Let's say I have a turbo/super charger hell a monkey with large lungs pushing the following air into my intake under the following coniditions:

Manifold Pressure- 1.0 PSI gauge
Normal Volumetric flow at this rate is 400CFM
Air Temperature- 73F ambient outside
Let's say that charge entering the intake is 130 degrees after the intercooler.
One turbo is increasing this to 450CFM
and there other is increasing it to 475 CFM...

Why will my x turbo at 475CFM flow rate with increase the engines ability to produce mor epower at the same rpm or not when compared to the turbo y flowing 450CFM?

UselessPickles
05-01-2015, 04:57 PM
Actually, I already did refute your claim. At least twice. The situation you propose is nonsense. I'll try one more time.

It is physically impossible for the same engine, at the same speed, and same manifold pressure, and same air temp, to consume air at a different CFM. If the engine cannot consume air at a different CFM, then it impossible for two different superchargers to supply air at different CFM given all else also being equal as you propose.

There also needs to be clarification of what you mean by CFM. CFM specifies the volume flow rate. That's missing a lot of crucial info. What matters is the mass flow rate, and that depends on the pressure and temperature of the air. So are we talking CFM of atmospheric air flowing into and through the the entire supercharger+engine system, or are we talking about the CFM of manifold air (at boosted pressure and temperature) being ingested by the engine? Let's not get hung up on answering this. I'm just pointing out that CFM by itself is ambiguous.

1) For the rest of this post, I will specify the context whenever I mention a volumetric flow rate to avoid ambiguity.

2) Let's also, for simplicity, assume that the engine is perfectly efficient at pumping air. Each cylinder displaces 0.6L of volume, so let's assume it consumes exactly 0.6L of air from the manifold with each complete cycle. This means that, whatever pressure/temperature the air is in the manifold, 0.6L of that air at that same pressure/temperature fills the cylinder.

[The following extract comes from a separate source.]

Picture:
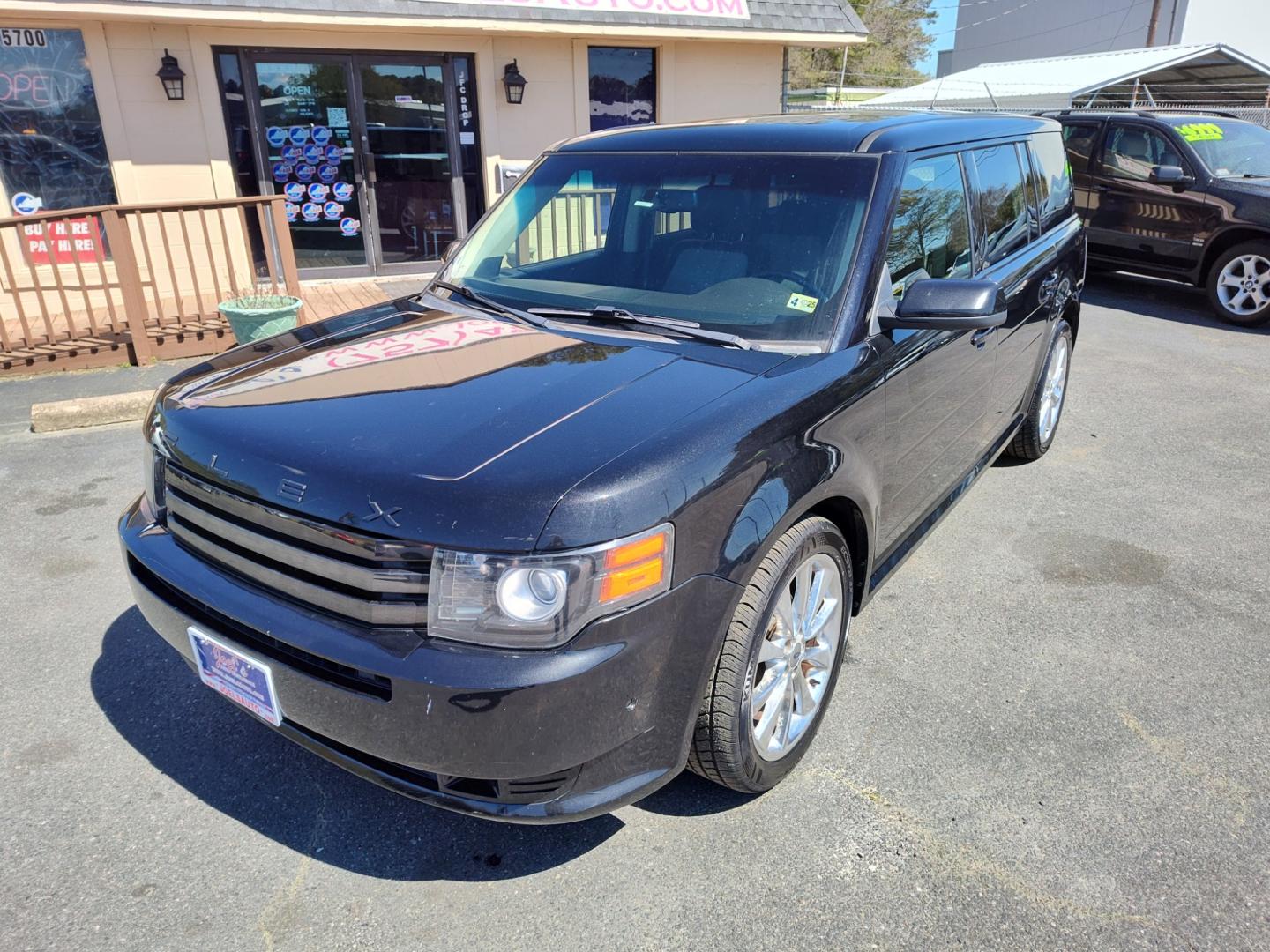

3) For the sake of working with real numbers (and easy calculations), let's assume we are looking at the engine running at 2000 rpm.
So we've got 2000 / 2 complete cycles per minute of 6 cylinders consuming a total of 3.6L of air from the manifold with each complete cycle.
3.6 * 2000 / 2 = 3600 L/m of manifold pressure/temperature air being consumed by the engine.

4) For simplicity of calculations again, let's say that ambient pressure is 14.7 psi, and the superchargers in question are doubling the pressure, giving us 14.7 psi boost at 2000 rpm.

5) For simplicity of calculations yet again, lets assume no increase in temperature due to the compression. Your scenario assumes the same intake temp for both superchargers, anyway, so there's no difference in temperature to take into account between the two superchargers.

6) So... with this simplified hypothetical situation, I think you can agree that the engine is consuming 3600 L/m of intake manifold air. That intake manifold air is boosted to double atmospheric pressure, which means it converts to double the volumetric flow rate of air from the atmosphere: 7200 L/m. This means that 7200 L/m of ambient temperature atmospheric pressure air is flowing through the supercharger, being compressed down to half the size, double the pressure.

7) Now let's say that you insist that while supercharger A is flowing that 7200 L/m, supercharger B is actually flowing 10% more air, or 7920 L/m from the atmosphere. The engine is still only consuming 3600 L/m of manifold air. If we again, for simplicity, assume no temperature change during the compression, that means that manifold pressure MUST be 7920/3600 = 2.2 times atmospheric pressure. (2.2 * 14.7) - 14.7 = 17.6 psi boost, compared to supercharger A's 14.7 psi boost.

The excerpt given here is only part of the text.